Extracting subset from fasta file

awkbioinformaticstext processing

I have a fasta file which looks like this:

>chr1
ACGGTGTAGTCG
>chr2
ACGTGTATAGCT
>chrUn
ACGTGGATATTT
>chr21
ACGTTGATGAAA
>chrX
GTACGGGGGTGG
>chrUn5
TGATAGCTGTTG

I just want to extract chr1, chr2, chr21, chrX along with their sequences. So the output I want is:

>chr1
ACGGTGTAGTCG
>chr2
ACGTGTATAGCT
>chr21
ACGTTGATGAAA
>chrX
GTACGGGGGTGG

How can I do it in unix command line?

Best Answer

With sed:

sed -n '/^>chr1$\|^>chr2$\|^>chr21$\|^>chrX$/{p;n;p}' file

-n suppresses automatic output.
/.../ the regular expression to match >chr1, >chr2, >chr21 or >chrX.
{p;n;p} if the expression matches, print the line, read the next input line to pattern space, and print that line too.

If it must be awk, it's nearly the same mechanism:

awk '/^>chr1$|^>chr2$|^>chr21$|^>chrX$/{print;getline;print;}' file

Related Solutions

Understanding an awk formula that unwraps fasta files

This is your awk script:

/^>/ {
    print s ? s "\n" $0 : $0;
    s = "";
    next;
}

{
    s = s sprintf("%s", $0);
}

END {
    if (s)
      print s;
}

The first block gets triggered only for lines that start with >, i.e. fasta header lines.

In the first block, something gets printed. That something is s ? s "\n" $0 : $0. This means "if s is non-zero (or unset), use s and add a newline to it followed by the whole of the current line, otherwise just use the whole current line". In this program, s will be a partially read sequence belonging to the most recently processed header line, and when the program hits a header line, this print statement will output the last sequence (which is now complete), if there was any, followed by the newly found header line on a new line.

The block then sets s to an empty string (we haven't read any sequence belonging to this header yet), and we skip to the next input line.

The next block is executed for all lines of input (but not for header lines as these will be skipped due to the next in the previous block). It simply appends the current line to s. sprintf is used, but I'm not quite sure why (s = s $0 would probably work too).

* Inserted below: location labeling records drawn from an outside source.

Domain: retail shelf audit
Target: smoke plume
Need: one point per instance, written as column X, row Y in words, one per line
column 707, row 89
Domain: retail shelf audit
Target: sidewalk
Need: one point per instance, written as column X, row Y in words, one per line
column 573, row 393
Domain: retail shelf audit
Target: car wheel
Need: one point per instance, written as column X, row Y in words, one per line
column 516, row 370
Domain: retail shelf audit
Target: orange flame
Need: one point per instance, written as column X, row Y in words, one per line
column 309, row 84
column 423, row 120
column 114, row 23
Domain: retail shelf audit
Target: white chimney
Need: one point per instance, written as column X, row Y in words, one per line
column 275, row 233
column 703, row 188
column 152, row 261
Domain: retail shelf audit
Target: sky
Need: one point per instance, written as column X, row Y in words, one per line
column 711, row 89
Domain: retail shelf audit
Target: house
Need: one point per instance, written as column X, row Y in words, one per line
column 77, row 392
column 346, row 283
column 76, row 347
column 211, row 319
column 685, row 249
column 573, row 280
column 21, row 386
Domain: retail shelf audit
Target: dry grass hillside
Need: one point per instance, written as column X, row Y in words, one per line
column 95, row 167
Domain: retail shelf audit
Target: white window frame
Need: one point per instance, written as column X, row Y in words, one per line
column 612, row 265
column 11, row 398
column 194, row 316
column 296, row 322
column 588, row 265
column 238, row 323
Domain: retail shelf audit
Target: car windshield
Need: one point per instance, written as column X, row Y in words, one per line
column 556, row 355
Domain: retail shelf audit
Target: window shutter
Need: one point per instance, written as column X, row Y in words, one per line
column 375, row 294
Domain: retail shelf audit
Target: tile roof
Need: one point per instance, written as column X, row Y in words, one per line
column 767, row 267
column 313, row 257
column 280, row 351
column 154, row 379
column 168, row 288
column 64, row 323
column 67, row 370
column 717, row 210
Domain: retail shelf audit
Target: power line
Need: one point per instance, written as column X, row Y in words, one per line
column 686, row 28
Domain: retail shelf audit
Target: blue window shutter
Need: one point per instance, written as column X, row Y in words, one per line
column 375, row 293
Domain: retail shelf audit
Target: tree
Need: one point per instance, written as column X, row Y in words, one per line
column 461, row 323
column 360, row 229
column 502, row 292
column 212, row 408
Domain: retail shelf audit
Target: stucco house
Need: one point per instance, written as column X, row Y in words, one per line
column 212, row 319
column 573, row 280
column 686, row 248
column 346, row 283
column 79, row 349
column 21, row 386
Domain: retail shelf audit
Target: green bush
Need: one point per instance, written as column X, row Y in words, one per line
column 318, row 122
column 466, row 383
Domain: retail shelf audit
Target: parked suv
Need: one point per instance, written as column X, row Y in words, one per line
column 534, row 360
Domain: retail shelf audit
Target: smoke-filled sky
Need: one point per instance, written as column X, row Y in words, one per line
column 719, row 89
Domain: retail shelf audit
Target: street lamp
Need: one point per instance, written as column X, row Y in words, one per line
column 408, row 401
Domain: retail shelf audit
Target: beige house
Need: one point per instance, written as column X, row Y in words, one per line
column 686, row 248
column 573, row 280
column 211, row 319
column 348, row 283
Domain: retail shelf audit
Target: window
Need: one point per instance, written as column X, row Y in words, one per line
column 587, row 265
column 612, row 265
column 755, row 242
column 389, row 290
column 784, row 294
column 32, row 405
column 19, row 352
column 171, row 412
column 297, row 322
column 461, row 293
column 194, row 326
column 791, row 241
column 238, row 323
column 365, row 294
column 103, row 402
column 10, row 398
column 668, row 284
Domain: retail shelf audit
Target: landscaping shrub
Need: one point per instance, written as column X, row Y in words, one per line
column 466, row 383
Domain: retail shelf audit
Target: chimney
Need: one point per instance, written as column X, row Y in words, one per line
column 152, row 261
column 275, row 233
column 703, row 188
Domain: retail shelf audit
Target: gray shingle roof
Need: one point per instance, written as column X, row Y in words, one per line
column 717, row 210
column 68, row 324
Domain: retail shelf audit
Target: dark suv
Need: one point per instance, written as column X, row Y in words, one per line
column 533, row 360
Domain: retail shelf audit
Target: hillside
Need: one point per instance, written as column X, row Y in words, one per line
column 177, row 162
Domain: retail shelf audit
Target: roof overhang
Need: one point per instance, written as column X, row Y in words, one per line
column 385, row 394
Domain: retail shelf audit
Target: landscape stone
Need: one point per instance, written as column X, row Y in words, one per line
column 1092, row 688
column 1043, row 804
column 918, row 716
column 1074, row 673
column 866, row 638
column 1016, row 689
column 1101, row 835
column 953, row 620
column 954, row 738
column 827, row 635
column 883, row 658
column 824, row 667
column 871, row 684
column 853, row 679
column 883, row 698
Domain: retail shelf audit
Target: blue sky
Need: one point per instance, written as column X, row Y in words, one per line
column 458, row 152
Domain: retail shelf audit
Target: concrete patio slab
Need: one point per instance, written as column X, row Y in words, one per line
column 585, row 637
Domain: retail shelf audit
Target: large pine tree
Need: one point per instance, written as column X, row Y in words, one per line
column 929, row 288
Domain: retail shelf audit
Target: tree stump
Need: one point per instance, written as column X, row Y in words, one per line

The last block will be executed after having read all lines of input. It will print the sequence belonging to the last header line, if there was any.

Summary:

The awk script concatenates all separate sequence lines by saving them in a variable. When a header line is found, it output the sequence read so far together with the new header on a line of its own. At the end, the sequence belonging to the last header is outputted.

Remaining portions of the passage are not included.